É sabido que a área de medicamentos apresenta desvios de todo tipo, como abundância de produtos desnecessários, potencial tóxico inaceitável, prescrição irracional, automedicação (quimização). Sendo o medicamento um produto industrial, está em seu contexto um fator lucrativo que de alguma maneira deve exercer influencia sobre as a áreas de ensino médico, prescrição e consumo.

É possível que as normas tenham sido modificadas, mas a regulamentação das ações da Secretaria de Vigilância Sanitária se referia a normas de controle a que ficam sujeitas as empresas, os produtos farmacêuticos e demais produtos industrializados que afetam a saúde (alimentos, saneantes e cosméticos); o controle sanitário do comércio, como devem ser as bulas dos medicamentos, os rótulos, embalagens etc. A Secretaria de Vigilância Sanitária deve estar capacitada para ser responsável pelo registro e o controle de fabricação, importação, exportação, distribuição, rotulagem, informação e produção desses produtos. E por que não os chamados produtos naturais?

Em número recente, o New England Journal of Medicine relatou seis informações – três artigos e três cartas – de ocorrências com 12 pacientes que, por usarem suplementos dietéticos ou alimentos naturais, apresentaram sintomas de intoxicação por chumbo, impotência sexual, náuseas, vômitos, arritmia cardíaca, pelo fato de esses alimentos possuírem em sua composição ervas poderosas, contaminantes tóxicos, drogas potentes e hormônios em altas doses. Entre os 12 casos, um chamou especialmente a atenção. Numa cidadezinha americana, a polícia parou um motorista que parecia estar embriagado. O motorista estava letárgico, apresentava vômitos, suores profusos. Foi levado a uma sala de emergência de um hospital. Levantada a história do motorista, o suplemento dietético foi enviado para exame, e o laboratório constatou que na composição do produto havia um suplemento químico denominado gama-butirolactone, substância também utilizada como removedor de tinta.

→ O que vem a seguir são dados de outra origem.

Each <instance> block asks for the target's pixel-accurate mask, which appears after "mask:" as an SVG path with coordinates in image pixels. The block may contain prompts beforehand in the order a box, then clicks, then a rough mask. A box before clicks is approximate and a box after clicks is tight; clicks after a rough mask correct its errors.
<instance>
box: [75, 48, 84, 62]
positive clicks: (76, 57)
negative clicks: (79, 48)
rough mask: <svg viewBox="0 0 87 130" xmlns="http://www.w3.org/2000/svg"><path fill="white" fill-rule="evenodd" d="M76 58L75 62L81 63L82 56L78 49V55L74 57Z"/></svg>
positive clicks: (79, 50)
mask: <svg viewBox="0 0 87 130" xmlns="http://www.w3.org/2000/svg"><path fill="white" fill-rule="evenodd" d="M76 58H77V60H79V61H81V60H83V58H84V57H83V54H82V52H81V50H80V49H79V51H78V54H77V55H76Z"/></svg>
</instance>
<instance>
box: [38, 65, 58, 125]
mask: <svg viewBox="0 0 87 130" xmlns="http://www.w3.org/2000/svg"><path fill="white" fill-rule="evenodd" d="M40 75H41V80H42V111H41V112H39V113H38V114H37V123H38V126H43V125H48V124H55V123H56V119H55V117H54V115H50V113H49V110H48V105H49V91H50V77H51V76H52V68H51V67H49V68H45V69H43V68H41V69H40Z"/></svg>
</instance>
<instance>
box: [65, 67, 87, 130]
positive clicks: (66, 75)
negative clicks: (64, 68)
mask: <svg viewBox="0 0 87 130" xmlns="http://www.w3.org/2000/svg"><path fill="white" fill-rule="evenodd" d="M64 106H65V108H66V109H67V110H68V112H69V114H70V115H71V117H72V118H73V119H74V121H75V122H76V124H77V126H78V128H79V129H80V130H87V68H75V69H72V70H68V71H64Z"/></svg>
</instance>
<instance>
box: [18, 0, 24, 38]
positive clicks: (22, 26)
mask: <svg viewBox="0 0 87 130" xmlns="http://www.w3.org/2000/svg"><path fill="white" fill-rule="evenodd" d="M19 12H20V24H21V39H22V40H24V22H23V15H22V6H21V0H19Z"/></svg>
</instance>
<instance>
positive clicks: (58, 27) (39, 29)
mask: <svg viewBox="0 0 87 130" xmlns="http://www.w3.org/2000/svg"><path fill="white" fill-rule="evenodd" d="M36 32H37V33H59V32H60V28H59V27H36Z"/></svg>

Nos Estados Unidos, produtos naturais constituem um mercado de US$ 12 bilhões. O mercado brasileiro está sendo inundado desses produtos, nacionais e estrangeiros. É um mercado em expansão geométrica, com perspectivas de chegar a alguns bilhões dólares.

Não sou um obsessivo. Se alguém resolve se automedicar, não tenho nada contra. É sabido que casos de câncer levam pessoas ao desespero. Passam a usar esses produtos e muitas vezes complicam o caso e diminuem o tempo de vida, às vezes com grande sofrimento. Há casos de câncer que hoje em dia são curáveis ou que com tratamentos adequados alcançam sobrevida longa. Seduzida pelo marketing, muita gente acaba se autoprejudicando.

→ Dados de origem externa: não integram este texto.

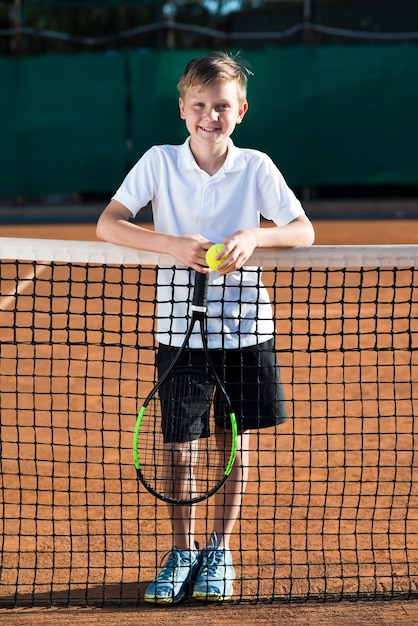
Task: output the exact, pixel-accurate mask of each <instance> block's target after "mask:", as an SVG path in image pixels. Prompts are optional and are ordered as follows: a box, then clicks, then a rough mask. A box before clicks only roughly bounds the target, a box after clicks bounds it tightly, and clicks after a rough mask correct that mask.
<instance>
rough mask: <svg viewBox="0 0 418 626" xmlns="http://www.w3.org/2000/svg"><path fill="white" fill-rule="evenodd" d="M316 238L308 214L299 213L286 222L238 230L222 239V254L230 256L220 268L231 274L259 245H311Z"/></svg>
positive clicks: (226, 273)
mask: <svg viewBox="0 0 418 626" xmlns="http://www.w3.org/2000/svg"><path fill="white" fill-rule="evenodd" d="M314 239H315V233H314V229H313V226H312V224H311V222H310V220H309V219H308V218H307V217H306V215H300V216H299V217H297V218H296V219H294V220H293V221H292V222H289V224H286V225H285V226H271V227H266V228H248V229H245V230H239V231H237V232H235V233H233V234H232V235H230V236H229V237H226V238H225V239H224V241H222V242H221V243H223V244H225V250H223V251H222V253H221V256H224V255H225V253H229V256H228V258H227V260H226V261H224V263H222V265H219V266H218V272H220V273H221V274H222V273H224V274H228V273H229V272H233V271H235V270H237V269H239V268H241V267H242V266H243V265H245V263H246V262H247V260H248V259H249V258H250V256H251V255H252V253H253V252H254V250H255V249H256V248H295V247H297V246H310V245H312V244H313V242H314Z"/></svg>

Eis aí uma notícia aparentemente simples, pequena, jogada para uma página interna que trata de editais, que mais cedo ou mais tarde vai virar importante.

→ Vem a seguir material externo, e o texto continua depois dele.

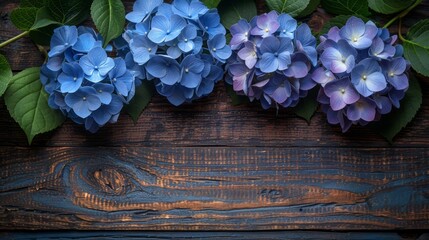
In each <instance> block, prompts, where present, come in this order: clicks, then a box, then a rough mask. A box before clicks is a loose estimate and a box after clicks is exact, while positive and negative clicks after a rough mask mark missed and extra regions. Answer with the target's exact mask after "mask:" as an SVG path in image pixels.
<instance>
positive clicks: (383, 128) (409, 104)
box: [377, 76, 422, 143]
mask: <svg viewBox="0 0 429 240" xmlns="http://www.w3.org/2000/svg"><path fill="white" fill-rule="evenodd" d="M421 104H422V89H421V87H420V84H419V81H418V80H417V78H415V77H414V76H411V77H410V87H409V88H408V91H407V92H406V93H405V97H404V99H402V101H401V107H400V108H399V109H395V110H393V111H392V112H391V113H390V114H388V115H386V116H384V117H382V121H381V122H380V123H379V124H377V129H378V130H379V132H380V134H381V135H382V136H383V137H385V138H386V139H387V141H389V142H390V143H392V141H393V138H394V137H395V136H396V135H397V134H398V133H399V132H400V131H401V130H402V128H404V127H405V126H407V124H408V123H409V122H411V120H412V119H413V118H414V116H415V115H416V113H417V112H418V110H419V108H420V105H421Z"/></svg>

Até hoje não ouvi nem li nenhum comentário sobre o assunto. Do novo chefe do serviço de Vigilância Sanitária do Ministério da Saúde, nenhuma palavra. E os jornais brasileiros com seus setores de jornalismo científico, onde estão? O próprio jornal Zero Hora, que publica semanalmente um bom caderno sobre saúde, parece que deixou passar sua própria notícia em brancas nuvens.